Blinks were detected using a rudimentary intensity threshold to logMean(i), where i∈[1, 2,…,m] is the index of each image and m is the total number of images in the sequence. LogMean(i) is computed by normalizing the mean intensity of each image (i) to the interval of [0, 1], followed by applying the common logarithm on the normalized mean. Note that NaN will be used if the common logarithm of 0 is encountered and hence will not be considered in the threshold calculation. The threshold was defined as: blinkth = minimum (logMean(i))/3.5. Images with logMean ≤ blinkth are marked as blinks and excluded from further processing. It should be noted that this method may erroneously detect blinks for motion traces that do not contain a blink and have uniform intensity across all frames.

2.3.2 Pre-processing

Pre-processing reduces noise, improves contrast, and minimizes large gradients in intensity across the field of view. Non-uniform image intensity across the field of view can result from highly scattering structures in the normal retina, such as the foveal reflex; they can often also arise anywhere in the retina in disease states such as age-related macular degeneration. A strong foveal reflex is often seen in younger healthy eyes and was observed in much of our TSLO data. Pre-processing started with Gaussian filtering, implemented with MATLAB’s built-in imgaussfilt function (with σ = 20), to remove high-frequency noise. This was followed by contrast-limited adaptive histogram equalization (CLAHE) using the adapthisteq function (with ClipLimit = 0.05). CLAHE serves to effectively improve local image contrast. These pre-processing steps were implemented with the same fixed parameters for both TSLO and AOSLO and improved the detection of the normalized cross-correlation (NCC) peak that is used for subsequent processing stages (see Suppl. Fig. S2 in Supplement 1). It should be noted that these come at little computational cost, representing a negligible proportion of the overall processing time for each image sequence (∼0.4%).

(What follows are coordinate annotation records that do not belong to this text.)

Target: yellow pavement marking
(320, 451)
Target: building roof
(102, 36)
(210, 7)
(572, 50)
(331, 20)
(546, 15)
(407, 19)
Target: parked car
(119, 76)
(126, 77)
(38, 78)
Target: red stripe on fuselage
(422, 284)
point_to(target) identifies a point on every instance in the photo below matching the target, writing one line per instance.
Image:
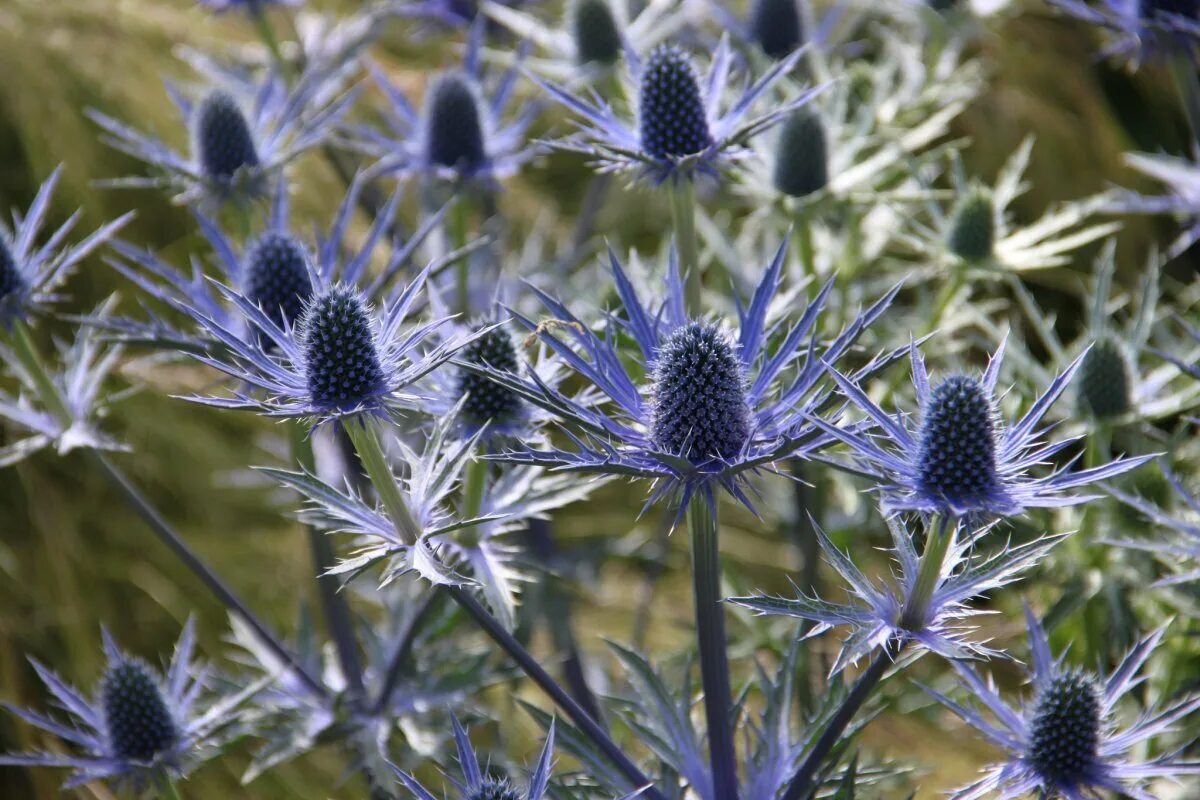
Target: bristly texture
(597, 35)
(1105, 380)
(139, 725)
(681, 131)
(972, 235)
(777, 26)
(1065, 743)
(975, 565)
(671, 109)
(30, 274)
(960, 459)
(802, 155)
(741, 404)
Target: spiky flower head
(673, 120)
(484, 400)
(1065, 731)
(777, 26)
(139, 725)
(221, 137)
(972, 233)
(454, 133)
(1105, 380)
(958, 443)
(340, 355)
(802, 155)
(275, 275)
(700, 396)
(595, 31)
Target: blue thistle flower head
(961, 459)
(1066, 741)
(671, 108)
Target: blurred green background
(72, 557)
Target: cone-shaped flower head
(221, 137)
(597, 36)
(802, 155)
(455, 134)
(1065, 731)
(139, 725)
(973, 227)
(958, 443)
(276, 276)
(673, 120)
(487, 401)
(700, 396)
(1105, 384)
(341, 359)
(777, 26)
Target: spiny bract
(700, 396)
(454, 133)
(341, 359)
(222, 138)
(777, 26)
(1104, 380)
(802, 155)
(1066, 728)
(137, 720)
(672, 113)
(958, 441)
(485, 400)
(276, 276)
(597, 36)
(973, 227)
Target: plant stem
(529, 665)
(683, 215)
(714, 666)
(802, 785)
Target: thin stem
(714, 666)
(529, 665)
(168, 536)
(802, 783)
(683, 216)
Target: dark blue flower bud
(973, 227)
(1066, 729)
(485, 400)
(221, 137)
(276, 276)
(777, 26)
(958, 443)
(597, 36)
(671, 107)
(1105, 380)
(137, 720)
(700, 396)
(454, 131)
(341, 360)
(802, 155)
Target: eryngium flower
(681, 131)
(139, 725)
(30, 274)
(961, 458)
(1065, 740)
(802, 155)
(715, 408)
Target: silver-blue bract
(781, 385)
(931, 468)
(1065, 741)
(31, 272)
(189, 726)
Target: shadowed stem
(803, 782)
(714, 666)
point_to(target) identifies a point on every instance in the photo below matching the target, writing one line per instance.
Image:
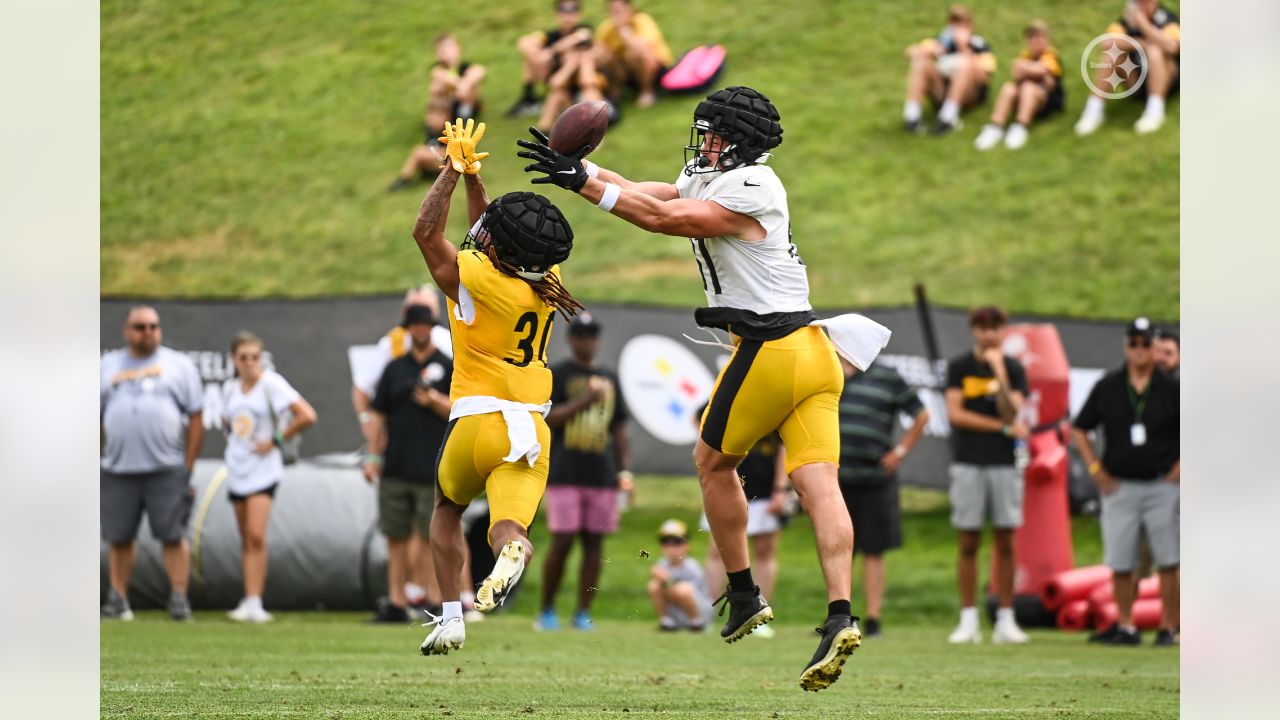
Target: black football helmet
(744, 118)
(526, 232)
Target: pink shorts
(575, 509)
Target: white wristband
(611, 197)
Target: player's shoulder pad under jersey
(750, 190)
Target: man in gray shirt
(151, 424)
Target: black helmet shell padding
(744, 117)
(528, 232)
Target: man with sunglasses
(151, 418)
(1138, 477)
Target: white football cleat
(1016, 136)
(988, 137)
(1008, 633)
(448, 634)
(965, 633)
(1148, 123)
(1088, 124)
(504, 575)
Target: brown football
(580, 128)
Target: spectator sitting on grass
(455, 92)
(1155, 28)
(954, 69)
(1034, 92)
(677, 586)
(632, 50)
(545, 51)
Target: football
(580, 128)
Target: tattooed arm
(440, 255)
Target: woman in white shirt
(261, 411)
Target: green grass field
(334, 666)
(246, 147)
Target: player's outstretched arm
(667, 215)
(439, 254)
(659, 190)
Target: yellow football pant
(790, 384)
(471, 461)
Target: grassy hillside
(246, 147)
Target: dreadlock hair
(548, 288)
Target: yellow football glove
(460, 141)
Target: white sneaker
(1009, 633)
(1088, 123)
(988, 137)
(504, 575)
(1016, 136)
(242, 613)
(260, 615)
(448, 634)
(1148, 123)
(965, 633)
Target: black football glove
(565, 171)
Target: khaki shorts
(1136, 506)
(978, 491)
(405, 506)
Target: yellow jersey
(502, 350)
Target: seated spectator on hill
(1156, 30)
(1034, 92)
(544, 53)
(952, 69)
(455, 92)
(632, 50)
(677, 586)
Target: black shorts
(877, 516)
(269, 491)
(1054, 104)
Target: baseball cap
(417, 315)
(584, 324)
(673, 529)
(1141, 327)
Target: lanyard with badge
(1138, 402)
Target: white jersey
(764, 276)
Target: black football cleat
(746, 611)
(840, 638)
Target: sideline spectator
(151, 419)
(1160, 35)
(632, 50)
(391, 346)
(677, 586)
(1169, 351)
(952, 69)
(455, 92)
(764, 481)
(984, 395)
(1138, 477)
(590, 454)
(544, 53)
(260, 411)
(410, 415)
(869, 408)
(1036, 91)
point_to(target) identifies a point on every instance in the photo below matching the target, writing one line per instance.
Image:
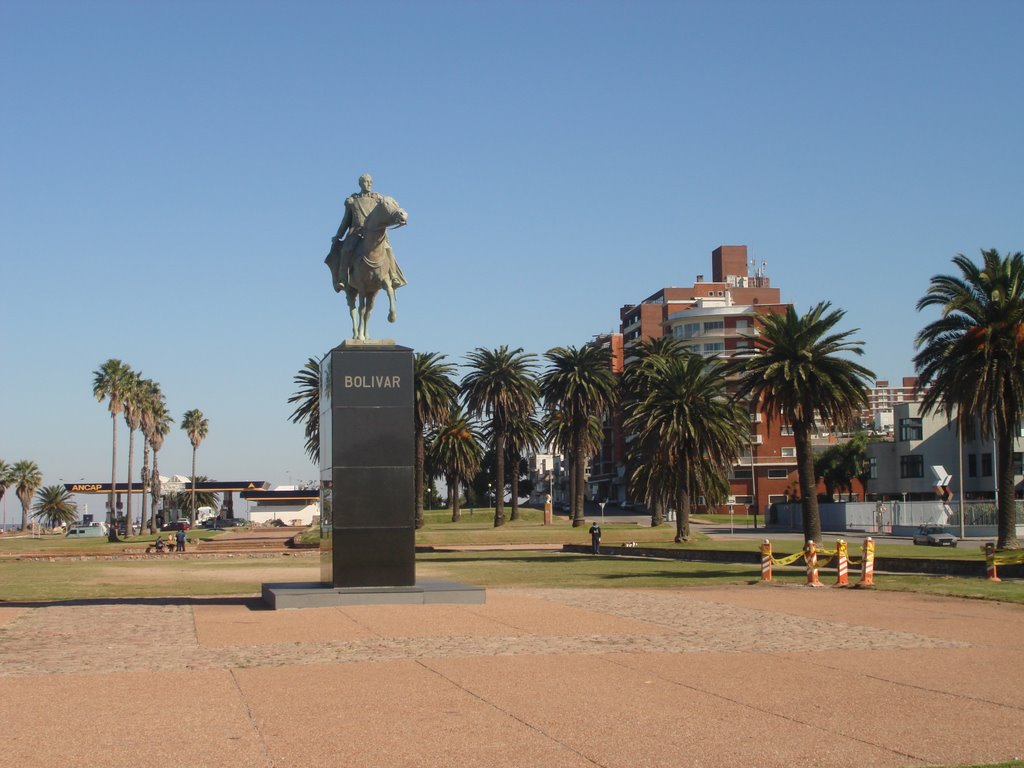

Highly distorted images were identified by computing the NCC for each pair of consecutive images in each sequence, similar to Salmon et al. [22]. All NCC computations were performed with MATLAB’s built-in normxcorr2 function, using the CUDA implementation with elements of the Parallel Computing Toolbox. Registration was carried out on machines equipped with Nvidia GPUs (GTX 1080). Since highly distorted images have little or no overlapping features with both the previous and consecutive frame in the sequence, the peak of the NCC matrix computed between these frames is low. We identified candidate distortion frames based on this principle by applying a simple threshold based on the statistics of the image sequence. When the peak in the NCC matrix between the previous frame and consecutive frame were both less than the threshold, we considered these frames to be distortion frames. The threshold was defined as NCC < µ - 0.8δ, where µ and δ are the average and SD of the NCC peak for the entire image sequence. Distortion frames were excluded from further analysis.

2.3.3 Coarse alignment and identification of candidate ‘large motion’ frames

This step computes coarse frame-to-frame offsets and synthesizes a composite reference frame for fine motion extraction. This begins with the selection of a reference frame by the experimenter (e.g. Fig. 2(a)). The criteria we used for selecting a reference frame was that it should be of the average image quality of the rest of the sequence (i.e. not blurry or of low quality) and free from visible distortions. It should be noted that even though most individual frames do not contain visible distortions (such as visible compression or shearing artifacts; see Suppl. Fig. S3 in Supplement 1 for examples), all frames do contain distortions due to eye motion during the frame. This is due to the slow frame rates of the imaging systems; since it takes 33 ms to acquire a single frame at 30 fps there will necessarily be some motion during this interval. These insidious distortions prevent us from achieving distortion free imaging with a single reference image and that is why we follow this step with the generation of a synthetic reference frame to minimize these within-frame distortions that are present in every single frame of every image sequence.

 figure: Fig. 2.

Fig. 2. Coarse alignment for reference synthesis and detection of ‘large motion’ candidates. An image from the sequence (TSLO in this example) is chosen manually to serve as the reference for coarse alignment (a). Coarsely aligned frames are averaged to generate a synthetic reference frame (b). Large candidate motion frames, (c) and (d), are divided into 7 strips both vertically (c) and horizontally (d) and cross-correlated with the synthetic reference frame (b) to capture large amplitude motion.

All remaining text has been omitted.